The worst natural disaster that Crockett, who grew up in the small town that borders Presque Isle, had ever witnessed was the ice storm in 1998. It was nothing compared to Katrina, which snapped trees right before her eyes, she said.

“You put your hand to the window and it was just vibrating,” said Crockett, who moved to Gulfport in July to be with her boyfriend, Louis McZorn.

The couple weathered the storm in the barracks at the Air National Guard Combat Readiness Training Center, where McZorn works as a security constable and where a security forces team from the Maine Air National Guard is now deployed.

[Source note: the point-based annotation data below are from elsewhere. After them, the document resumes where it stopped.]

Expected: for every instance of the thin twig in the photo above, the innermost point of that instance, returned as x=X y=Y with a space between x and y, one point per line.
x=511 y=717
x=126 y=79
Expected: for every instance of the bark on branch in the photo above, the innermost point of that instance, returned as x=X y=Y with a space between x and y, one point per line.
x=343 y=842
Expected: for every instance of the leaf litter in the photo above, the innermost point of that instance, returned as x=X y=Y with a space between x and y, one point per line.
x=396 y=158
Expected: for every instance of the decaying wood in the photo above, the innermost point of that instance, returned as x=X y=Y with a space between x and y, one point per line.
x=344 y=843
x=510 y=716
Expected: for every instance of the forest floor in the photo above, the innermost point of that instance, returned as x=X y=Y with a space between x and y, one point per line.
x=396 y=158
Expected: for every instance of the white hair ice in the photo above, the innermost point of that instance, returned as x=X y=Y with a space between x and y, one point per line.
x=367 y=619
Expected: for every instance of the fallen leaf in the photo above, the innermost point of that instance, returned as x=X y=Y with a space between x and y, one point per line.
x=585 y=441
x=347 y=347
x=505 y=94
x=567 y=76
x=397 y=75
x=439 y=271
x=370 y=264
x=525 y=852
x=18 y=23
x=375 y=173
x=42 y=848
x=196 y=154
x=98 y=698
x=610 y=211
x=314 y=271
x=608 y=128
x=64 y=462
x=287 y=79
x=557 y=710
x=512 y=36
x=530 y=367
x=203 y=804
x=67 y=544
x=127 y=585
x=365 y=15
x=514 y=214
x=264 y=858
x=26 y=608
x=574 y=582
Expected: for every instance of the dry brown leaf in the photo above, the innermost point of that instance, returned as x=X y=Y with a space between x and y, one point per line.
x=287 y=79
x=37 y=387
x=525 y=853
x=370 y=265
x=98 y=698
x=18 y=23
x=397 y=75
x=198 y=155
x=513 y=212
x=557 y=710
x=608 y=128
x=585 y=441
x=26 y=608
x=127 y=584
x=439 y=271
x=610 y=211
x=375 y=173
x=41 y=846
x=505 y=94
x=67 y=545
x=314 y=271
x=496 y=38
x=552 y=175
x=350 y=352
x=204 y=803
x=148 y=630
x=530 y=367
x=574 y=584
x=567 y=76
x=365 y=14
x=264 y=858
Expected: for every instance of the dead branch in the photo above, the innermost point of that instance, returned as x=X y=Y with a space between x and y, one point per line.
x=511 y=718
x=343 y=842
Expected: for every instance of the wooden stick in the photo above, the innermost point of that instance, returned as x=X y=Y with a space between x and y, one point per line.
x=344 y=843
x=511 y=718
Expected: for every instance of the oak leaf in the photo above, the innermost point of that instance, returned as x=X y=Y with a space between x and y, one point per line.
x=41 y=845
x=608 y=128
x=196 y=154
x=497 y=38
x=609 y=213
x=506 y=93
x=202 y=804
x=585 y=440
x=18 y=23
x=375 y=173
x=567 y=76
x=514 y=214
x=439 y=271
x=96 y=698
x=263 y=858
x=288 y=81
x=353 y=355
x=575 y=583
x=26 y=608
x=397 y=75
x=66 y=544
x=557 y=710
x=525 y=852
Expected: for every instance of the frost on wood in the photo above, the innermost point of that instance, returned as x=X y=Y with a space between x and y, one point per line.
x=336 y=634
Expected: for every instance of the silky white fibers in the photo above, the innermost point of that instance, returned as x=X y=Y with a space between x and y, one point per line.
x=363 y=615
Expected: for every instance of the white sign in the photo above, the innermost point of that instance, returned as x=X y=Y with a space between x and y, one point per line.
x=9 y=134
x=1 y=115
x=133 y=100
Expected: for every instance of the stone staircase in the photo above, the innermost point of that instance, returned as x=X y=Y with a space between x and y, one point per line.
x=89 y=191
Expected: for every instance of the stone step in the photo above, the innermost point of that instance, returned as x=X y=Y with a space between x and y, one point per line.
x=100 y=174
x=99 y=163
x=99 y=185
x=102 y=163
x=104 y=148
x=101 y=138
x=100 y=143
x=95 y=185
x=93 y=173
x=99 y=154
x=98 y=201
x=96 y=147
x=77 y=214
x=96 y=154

The couple – holed up with Louis’ daughter, Cyrena, her cat, Timone, and Cocoa – counted the trees as they were ripped from the ground and broken just outside the barracks window, Crockett said. There were at least a dozen.

“Louis, there goes another one,” Crockett recalled telling her boyfriend.

Upon returning home two days later, the couple, who met on the Internet, found the damage was far less than that in other areas of the city.

“It caved in the ceiling in four of the rooms,” she said, sitting in the air-conditioned cab of her boyfriend’s truck at the base’s gate. “Right now, we’ve got a lot of mildew.”

Her vehicle was buried under a fallen carport and the back patio was torn away, she said.

“We pretty much littered the neighborhood in shingles,” Crockett said.

She and McZorn held an impromptu cookout to use up meat that otherwise would have gone bad, treating neighbors to a feast as they worked to salvage their homes and property, she said.

“We cooked everything,” she said. “Hot dogs, hamburgers, kielbasa, chicken, even a duck.”

Despite the destruction, she never was frightened as Katrina ripped through the city, shredding entire apartment complexes in its path, Crockett said.

“I really wasn’t scared,” she said. “I just felt safe.”

In a way, it wasn’t so different from the ice storm, she said.

Just as in 1998, the Easton woman stocked up on water and supplies and banded together with neighbors to pick up the pieces after the storm ended, she said.

The small, white seashell she found in her backyard now sits on the front porch, Crockett said, and she plans to write Katrina on it and keep the shell with her other knickknacks as a memento of the monster hurricane she survived.

Bangor Daily News reporter Jackie Farwell is on assignment with the Maine Air National Guard in Mississippi.